Penangkapan dilakukan pada Senin (15/06/2026) sekitar pukul 16.00 WIB di halaman rumah seorang warga bernama Alfarisi di Desa Nyapar, Kecamatan Dasuk. Dalam operasi itu, petugas mengamankan seorang pria berinisial SAIFUL ANAM (28), warga Dusun Karang Pocok, Desa Mantajun, Kecamatan Dasuk.
Kasus ini terungkap berdasarkan Laporan Polisi Nomor: LP/A/31/VI/2026/SPKT.SATRESNARKOBA/POLRES SUMENEP/POLDA JAWA TIMUR tertanggal 15 Juni 2026. Saat dilakukan penggeledahan, petugas menemukan tiga poket plastik klip berisi sabu dengan berat netto total 0,16 gram. Dua poket ditemukan terselip di lipatan celana pendek bagian kiri yang dikenakan tersangka, sementara satu poket lainnya disembunyikan di dalam songkok hitam miliknya.

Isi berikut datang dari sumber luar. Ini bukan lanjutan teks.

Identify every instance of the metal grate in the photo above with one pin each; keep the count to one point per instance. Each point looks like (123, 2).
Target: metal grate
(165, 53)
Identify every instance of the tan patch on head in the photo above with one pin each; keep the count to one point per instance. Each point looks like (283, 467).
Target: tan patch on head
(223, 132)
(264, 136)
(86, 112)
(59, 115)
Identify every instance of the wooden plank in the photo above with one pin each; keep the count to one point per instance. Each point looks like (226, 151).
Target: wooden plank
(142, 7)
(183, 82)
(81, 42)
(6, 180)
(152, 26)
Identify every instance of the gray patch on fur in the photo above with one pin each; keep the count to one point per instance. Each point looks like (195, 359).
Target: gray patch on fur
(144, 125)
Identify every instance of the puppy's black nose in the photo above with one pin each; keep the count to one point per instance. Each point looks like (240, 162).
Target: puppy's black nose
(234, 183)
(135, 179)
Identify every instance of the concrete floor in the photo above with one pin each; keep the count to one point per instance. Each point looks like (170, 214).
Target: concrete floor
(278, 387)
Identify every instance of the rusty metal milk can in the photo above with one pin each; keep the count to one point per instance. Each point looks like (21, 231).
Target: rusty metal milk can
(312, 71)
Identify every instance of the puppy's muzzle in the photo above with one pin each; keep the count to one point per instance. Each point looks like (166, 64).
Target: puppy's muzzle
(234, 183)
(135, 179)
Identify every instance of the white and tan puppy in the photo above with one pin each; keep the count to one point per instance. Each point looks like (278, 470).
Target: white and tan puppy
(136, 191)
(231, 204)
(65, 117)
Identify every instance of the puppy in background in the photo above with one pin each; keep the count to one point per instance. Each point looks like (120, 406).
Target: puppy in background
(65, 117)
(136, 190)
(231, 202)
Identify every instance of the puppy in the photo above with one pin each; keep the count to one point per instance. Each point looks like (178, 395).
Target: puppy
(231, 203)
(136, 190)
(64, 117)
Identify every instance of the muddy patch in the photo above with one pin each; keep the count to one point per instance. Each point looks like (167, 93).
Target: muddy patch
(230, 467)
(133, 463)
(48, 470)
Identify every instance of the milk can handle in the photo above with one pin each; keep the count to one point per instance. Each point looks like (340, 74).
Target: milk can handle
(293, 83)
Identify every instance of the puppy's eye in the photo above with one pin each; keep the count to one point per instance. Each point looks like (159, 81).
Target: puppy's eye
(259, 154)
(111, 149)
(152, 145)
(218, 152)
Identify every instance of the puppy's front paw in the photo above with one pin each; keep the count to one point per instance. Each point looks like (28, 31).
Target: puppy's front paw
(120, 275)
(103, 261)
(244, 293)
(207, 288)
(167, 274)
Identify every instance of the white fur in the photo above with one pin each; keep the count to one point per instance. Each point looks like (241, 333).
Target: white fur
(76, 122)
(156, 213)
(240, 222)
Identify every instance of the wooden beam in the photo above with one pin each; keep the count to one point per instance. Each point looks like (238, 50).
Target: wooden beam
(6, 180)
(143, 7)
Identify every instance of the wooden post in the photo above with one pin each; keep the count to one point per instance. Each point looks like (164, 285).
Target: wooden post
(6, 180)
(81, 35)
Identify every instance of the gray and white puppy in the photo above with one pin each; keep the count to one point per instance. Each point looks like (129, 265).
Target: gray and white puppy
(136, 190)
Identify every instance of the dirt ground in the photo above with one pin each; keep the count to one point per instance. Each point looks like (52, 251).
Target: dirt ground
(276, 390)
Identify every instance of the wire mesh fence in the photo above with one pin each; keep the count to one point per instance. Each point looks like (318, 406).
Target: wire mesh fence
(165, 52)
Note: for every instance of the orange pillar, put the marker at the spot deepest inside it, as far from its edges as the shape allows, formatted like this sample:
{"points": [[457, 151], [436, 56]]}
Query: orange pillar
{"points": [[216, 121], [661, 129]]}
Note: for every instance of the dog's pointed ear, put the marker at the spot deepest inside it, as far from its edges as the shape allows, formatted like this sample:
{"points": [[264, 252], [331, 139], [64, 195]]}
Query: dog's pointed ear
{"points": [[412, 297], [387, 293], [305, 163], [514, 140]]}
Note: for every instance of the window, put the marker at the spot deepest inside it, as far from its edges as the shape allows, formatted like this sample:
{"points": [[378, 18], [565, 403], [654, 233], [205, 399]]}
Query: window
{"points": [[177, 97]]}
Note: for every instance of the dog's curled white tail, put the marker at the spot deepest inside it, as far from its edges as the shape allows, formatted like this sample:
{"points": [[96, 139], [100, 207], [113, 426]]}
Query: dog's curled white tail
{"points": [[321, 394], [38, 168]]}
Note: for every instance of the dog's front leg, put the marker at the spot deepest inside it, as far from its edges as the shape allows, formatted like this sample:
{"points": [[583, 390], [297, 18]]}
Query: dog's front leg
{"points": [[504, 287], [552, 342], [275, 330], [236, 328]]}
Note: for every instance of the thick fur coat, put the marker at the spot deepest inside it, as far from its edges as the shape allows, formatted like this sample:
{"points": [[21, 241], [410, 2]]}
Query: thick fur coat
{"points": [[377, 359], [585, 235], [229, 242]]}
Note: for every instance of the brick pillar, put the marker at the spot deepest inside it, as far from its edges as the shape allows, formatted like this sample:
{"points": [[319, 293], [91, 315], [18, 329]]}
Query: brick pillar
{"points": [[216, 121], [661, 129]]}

Tak hanya itu, polisi juga menyita sejumlah barang yang diduga berkaitan dengan tindak pidana narkotika, yakni satu unit telepon genggam Vivo Y12, satu unit sepeda motor Yamaha Vixion, celana pendek warna hitam, sobekan kertas putih, serta songkok yang digunakan untuk menyimpan salah satu paket sabu.
Dari hasil pemeriksaan awal, tersangka mengakui bahwa seluruh barang bukti narkotika yang ditemukan merupakan miliknya. Setelah diamankan di lokasi, tersangka langsung dibawa ke Kantor Satresnarkoba Polres Sumenep untuk menjalani proses penyidikan lebih lanjut.
Atas perbuatannya, SAIFUL ANAM dijerat dengan Pasal 114 ayat (1) Undang-Undang Nomor 35 Tahun 2009 tentang Narkotika atau Pasal 609 ayat (1) huruf a Undang-Undang Nomor 1 Tahun 2023 tentang KUHP juncto Undang-Undang Nomor 1 Tahun 2026 tentang Penyesuaian Pidana.
Kapolres Sumenep, AKBP Anang Hardiyanto melalui Kasat Resnarkoba AKP Anwar Subagyo menegaskan komitmen kepolisian dalam memberantas peredaran narkoba di wilayah Kabupaten Sumenep.
"Pemberantasan narkotika akan terus kami tingkatkan. Kami juga mengajak seluruh elemen masyarakat untuk berperan aktif memerangi penyalahgunaan narkoba demi menjaga keamanan lingkungan dan masa depan generasi bangsa," tegasnya.
Hingga kini, penyidik Satresnarkoba Polres Sumenep masih melengkapi administrasi penyidikan, memeriksa sejumlah saksi, melakukan penyitaan barang bukti, serta mengirimkan sampel sabu ke Laboratorium Forensik Polda Jawa Timur. Polisi juga terus mengembangkan kasus tersebut guna menelusuri kemungkinan adanya jaringan peredaran narkotika yang terkait dengan tersangka.